The director Robert Pattinson wanted to punch in the face in 2018: “The closest I’ve ever come”

Robert Pattinson might play some of the most formidable roles in recent cinema history, such as Matt Reeves’ Batman or small-time criminal Connie Nikas in the Safdie brothers’ Good Time, but when he isn’t smirking in front of the camera, he’s really just a meek British guy.

Famously, the Twilight breakout star knows that he is such an eccentric guy that he once took a stalker out for a meal, and complained, in detail, about his life to such a sordid degree that his stalker was spooked away from his front drive. Though this tale came straight from Pattinson’s mouth, we might be best to take it with a pinch of salt, after he admitted recently that he lies in interviews all the time to keep the interviewer guessing, and himself amused.

All this said, the duddering model and actor, now happily cohabiting with Suki Waterhouse, once found his quintessential British calm (and charm) put to the test on the set of a particularly demanding movie, in which the climate, the script, the direction, and the demands pushed him to his limit.

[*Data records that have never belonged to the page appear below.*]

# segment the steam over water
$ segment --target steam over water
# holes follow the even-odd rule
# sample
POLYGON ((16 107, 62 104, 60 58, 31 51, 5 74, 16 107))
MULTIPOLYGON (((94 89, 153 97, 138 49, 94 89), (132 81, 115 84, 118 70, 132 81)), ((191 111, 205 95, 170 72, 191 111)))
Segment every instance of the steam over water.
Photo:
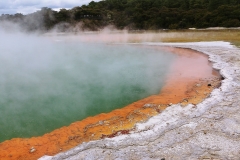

In Robert Eggers’ The Lighthouse, Pattinson plays the secretive timber worker Ephraim Winslow, who takes on the role of assistant lighthouse keeper alongside seasoned boss Thomas Wake, played by Willem Dafoe, as the pair spiral into a suffocating, claustrophobic, reality-bending madness with one another. In this, Eggers knew that to really convince the viewer, he had to pull the level of lunacy and derangement from a very real place.

In a joint discussion with Interview magazine, Dafoe and Pattinson discussed the often gruelling conditions on set, which were necessary to birth the critically acclaimed masterpiece. After Dafoe kindly deemed Pattinson a “warrior” for what he had to withstand, he conjured up a specific scene in which Pattinson was “being sprayed with that water, and it stung so bad”.

The Remember Me star knew exactly what Dafoe was referring to, adding sensationally, “That’s the closest I’ve come to punching a director. However much I love Robert [Eggers], there was a point where I did five takes walking across the beach, and after a while I was like, “What the fuck is going on? I feel like you’re just spraying a fire hose in my face’.”

Matter-of-factly, Eggers gave Pattinson a response he didn’t want to hear, as the latter recounted, “He was like, ‘I am spraying a fire hose in your face’. It was like some kind of torture. It definitely creates an interesting energy”.

If Pattinson wanted to wring Egger’s neck that day, he managed to swallow the initial call to violence.

Much later, when Eggers heard about Pattinson’s exasperation, he was taken aback, sharing with Backstage, “Even if he wanted to punch me, that’s how Rob was. Rob and Willem wanted to be pushed to that level. Where you get yourself into a [bad] situation is if you’re working with an actor who is fearful to put themself out there, but, hopefully, you don’t cast someone who doesn’t have courage.” Thankfully, the two remain good friends to this day.